There are many types of postalveolar sounds—especially among the sibilants. The three primary types are palato-alveolar (such as /[ʃ ʒ]/, weakly palatalized; also alveopalatal (Note: The term alveopalatal or alveo-palatal was traditionally synonymous with palato-alveolar, but may also be synonymous with alveolo-palatal.)), alveolo-palatal (such as /[ɕ ʑ]/, strongly palatalized), and retroflex (such as /[ʂ ʐ]/, unpalatalized). The palato-alveolar and alveolo-palatal subtypes are commonly counted as "palatals" in phonology since they rarely contrast with true palatal consonants.

==Postalveolar sibilants==
For most sounds involving the tongue, the place of articulation can be sufficiently identified just by specifying the point of contact on the upper part of the mouth (for example, velar consonants involve contact on the soft palate and dental consonants involve the teeth), along with any secondary articulation such as palatalization (raising of the tongue body) or labialization (lip rounding).

However, among sibilants, particularly postalveolar sibilants, there are slight differences in the shape of the tongue and the point of contact on the tongue itself, which correspond to large differences in the resulting sound. For example, the alveolar fricative /[s]/ and the three postalveolar fricatives /[ɕ ʃ ʂ]/ differ noticeably both in pitch and sharpness; the order /[s ɕ ʃ ʂ]/ corresponds to progressively lower-pitched and duller (less "hissy" or piercing) sounds. (/[s]/ is the highest-pitched and most piercing, which is the reason that hissing sounds like "Sssst!" or "Psssst!" are typically used to attract someone's attention). As a result, it is necessary to specify many additional subtypes.

===Tongue shape===

The main distinction is the shape of the tongue, which corresponds to differing degrees of palatalization (raising of the body of the tongue). From least to most palatalized, they are retroflex (such as /[ʂ ʐ]/, unpalatalized); palato-alveolar (such as /[ʃ ʒ]/, weakly palatalized); and alveolo-palatal (such as /[ɕ ʑ]/, strongly palatalized).

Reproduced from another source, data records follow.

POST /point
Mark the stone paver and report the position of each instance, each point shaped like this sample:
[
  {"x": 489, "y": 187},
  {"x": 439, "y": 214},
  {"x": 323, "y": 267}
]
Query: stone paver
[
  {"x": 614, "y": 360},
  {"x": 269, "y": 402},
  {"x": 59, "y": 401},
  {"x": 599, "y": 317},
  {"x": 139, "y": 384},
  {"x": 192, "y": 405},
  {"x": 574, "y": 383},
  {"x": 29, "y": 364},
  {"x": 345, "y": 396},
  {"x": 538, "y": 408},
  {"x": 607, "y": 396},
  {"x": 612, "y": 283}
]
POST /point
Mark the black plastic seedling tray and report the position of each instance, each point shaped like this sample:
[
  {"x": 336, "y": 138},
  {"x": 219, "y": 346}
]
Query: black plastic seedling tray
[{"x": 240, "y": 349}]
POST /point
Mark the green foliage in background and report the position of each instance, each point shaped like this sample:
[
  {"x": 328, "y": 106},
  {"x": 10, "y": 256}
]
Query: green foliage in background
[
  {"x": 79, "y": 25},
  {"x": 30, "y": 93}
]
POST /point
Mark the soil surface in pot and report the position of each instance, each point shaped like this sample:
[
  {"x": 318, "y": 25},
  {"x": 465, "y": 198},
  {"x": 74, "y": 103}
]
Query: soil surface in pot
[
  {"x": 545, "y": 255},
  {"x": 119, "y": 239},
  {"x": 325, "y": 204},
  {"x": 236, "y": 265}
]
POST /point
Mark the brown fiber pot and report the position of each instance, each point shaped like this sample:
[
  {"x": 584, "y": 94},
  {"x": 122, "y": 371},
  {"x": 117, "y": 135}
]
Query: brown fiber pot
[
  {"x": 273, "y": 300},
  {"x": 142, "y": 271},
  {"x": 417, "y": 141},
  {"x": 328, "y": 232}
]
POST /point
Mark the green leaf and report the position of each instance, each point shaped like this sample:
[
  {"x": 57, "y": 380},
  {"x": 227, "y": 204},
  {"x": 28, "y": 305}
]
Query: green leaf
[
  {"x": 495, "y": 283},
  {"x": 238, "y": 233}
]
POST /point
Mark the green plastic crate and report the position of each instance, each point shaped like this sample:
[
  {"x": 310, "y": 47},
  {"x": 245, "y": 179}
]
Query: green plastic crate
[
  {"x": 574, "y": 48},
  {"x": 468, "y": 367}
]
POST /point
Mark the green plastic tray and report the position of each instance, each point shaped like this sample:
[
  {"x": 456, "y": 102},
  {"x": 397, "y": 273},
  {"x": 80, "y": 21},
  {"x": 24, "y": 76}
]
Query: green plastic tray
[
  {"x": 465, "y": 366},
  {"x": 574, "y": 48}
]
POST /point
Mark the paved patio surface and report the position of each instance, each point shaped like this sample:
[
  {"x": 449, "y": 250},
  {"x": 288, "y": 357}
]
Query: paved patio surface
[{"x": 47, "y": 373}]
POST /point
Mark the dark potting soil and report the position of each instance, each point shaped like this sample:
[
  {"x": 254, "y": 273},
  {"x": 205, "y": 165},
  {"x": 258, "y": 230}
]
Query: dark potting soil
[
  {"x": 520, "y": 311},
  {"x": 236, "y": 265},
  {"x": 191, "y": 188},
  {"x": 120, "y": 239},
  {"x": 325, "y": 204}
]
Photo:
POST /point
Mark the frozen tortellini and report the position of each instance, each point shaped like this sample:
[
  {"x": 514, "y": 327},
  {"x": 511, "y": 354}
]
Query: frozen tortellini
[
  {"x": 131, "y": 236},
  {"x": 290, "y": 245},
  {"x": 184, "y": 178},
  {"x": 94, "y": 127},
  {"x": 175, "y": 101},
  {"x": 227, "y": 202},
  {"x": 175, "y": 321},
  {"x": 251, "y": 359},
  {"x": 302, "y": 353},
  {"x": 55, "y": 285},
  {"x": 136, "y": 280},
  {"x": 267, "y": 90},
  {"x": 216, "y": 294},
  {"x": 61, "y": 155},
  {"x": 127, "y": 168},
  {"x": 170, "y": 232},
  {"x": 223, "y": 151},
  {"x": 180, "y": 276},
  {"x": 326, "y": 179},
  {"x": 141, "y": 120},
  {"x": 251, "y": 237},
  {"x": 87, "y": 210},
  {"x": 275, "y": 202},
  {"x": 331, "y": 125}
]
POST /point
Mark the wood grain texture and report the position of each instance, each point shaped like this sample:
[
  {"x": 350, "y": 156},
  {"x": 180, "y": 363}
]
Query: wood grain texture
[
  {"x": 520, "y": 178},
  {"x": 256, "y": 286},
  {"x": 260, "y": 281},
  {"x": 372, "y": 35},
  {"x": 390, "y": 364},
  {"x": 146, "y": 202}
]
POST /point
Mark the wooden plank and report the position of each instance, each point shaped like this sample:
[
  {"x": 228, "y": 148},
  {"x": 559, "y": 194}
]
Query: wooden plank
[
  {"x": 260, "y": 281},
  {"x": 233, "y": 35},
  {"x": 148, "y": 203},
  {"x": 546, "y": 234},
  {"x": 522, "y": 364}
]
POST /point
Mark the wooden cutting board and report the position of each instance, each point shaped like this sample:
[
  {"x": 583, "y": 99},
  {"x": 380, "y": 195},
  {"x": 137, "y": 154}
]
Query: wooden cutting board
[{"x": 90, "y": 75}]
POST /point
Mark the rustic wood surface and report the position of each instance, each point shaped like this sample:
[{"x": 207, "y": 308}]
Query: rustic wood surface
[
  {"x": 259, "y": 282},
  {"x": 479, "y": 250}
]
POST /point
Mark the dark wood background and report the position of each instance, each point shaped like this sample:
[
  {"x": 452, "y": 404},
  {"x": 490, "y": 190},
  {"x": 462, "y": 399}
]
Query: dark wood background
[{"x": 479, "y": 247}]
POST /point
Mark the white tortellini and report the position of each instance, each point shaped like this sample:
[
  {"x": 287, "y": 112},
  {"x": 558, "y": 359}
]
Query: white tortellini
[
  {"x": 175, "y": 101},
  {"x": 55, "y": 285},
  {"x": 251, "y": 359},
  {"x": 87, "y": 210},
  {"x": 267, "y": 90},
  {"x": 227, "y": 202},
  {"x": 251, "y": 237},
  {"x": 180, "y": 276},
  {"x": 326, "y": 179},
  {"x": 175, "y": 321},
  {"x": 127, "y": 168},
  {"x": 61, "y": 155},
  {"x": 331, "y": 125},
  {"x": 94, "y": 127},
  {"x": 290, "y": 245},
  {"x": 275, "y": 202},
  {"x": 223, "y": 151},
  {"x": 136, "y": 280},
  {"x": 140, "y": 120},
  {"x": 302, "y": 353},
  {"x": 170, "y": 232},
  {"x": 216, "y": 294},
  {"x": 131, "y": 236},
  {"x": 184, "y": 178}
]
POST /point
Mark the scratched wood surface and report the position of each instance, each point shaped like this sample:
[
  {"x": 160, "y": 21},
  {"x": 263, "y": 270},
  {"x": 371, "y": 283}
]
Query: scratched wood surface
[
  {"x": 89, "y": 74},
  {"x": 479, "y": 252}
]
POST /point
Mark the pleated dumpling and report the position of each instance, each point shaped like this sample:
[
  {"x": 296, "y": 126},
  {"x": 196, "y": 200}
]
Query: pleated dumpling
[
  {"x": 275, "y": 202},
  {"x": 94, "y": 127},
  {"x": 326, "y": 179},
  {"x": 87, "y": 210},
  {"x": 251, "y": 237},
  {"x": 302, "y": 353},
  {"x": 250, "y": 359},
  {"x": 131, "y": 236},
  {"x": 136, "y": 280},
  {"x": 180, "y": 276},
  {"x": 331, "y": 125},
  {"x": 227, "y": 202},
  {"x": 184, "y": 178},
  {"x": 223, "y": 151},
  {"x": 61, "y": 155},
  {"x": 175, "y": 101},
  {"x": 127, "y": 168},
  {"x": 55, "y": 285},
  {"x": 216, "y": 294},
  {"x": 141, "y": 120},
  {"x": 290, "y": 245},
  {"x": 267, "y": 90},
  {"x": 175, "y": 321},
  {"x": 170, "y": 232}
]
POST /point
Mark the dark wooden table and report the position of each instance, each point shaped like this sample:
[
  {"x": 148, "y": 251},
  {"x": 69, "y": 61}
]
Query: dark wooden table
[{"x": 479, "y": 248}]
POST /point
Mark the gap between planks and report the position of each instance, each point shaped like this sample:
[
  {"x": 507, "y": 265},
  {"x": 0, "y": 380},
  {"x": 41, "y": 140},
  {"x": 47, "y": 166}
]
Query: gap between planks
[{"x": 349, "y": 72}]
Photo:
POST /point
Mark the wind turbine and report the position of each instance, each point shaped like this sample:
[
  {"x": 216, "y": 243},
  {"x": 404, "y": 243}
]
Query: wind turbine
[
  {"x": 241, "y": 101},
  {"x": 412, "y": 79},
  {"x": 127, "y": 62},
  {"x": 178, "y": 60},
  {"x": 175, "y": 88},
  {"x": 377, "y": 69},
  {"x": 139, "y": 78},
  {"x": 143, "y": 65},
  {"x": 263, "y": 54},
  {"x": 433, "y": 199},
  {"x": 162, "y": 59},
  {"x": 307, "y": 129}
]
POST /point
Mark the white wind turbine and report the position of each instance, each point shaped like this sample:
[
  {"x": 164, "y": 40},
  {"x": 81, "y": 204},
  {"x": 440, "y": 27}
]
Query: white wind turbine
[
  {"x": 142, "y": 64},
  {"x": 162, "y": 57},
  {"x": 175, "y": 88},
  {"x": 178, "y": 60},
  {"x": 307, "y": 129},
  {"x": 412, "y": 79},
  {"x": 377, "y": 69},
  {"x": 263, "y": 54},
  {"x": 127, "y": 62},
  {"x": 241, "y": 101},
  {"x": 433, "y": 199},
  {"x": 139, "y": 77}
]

The increasing palatalization corresponds to progressively higher-pitched and sharper-sounding consonants.

Less technically, the retroflex consonant /[ʂ]/ sounds somewhat like a mixture between the regular English /[ʃ]/ of "ship" and the "h" at the beginning of "heard", especially when it is pronounced forcefully and with a strong American "r". The alveolo-palatal consonant /[ɕ]/ sounds like a strongly palatalized version of /[ʃ]/, somewhat like "nourish you".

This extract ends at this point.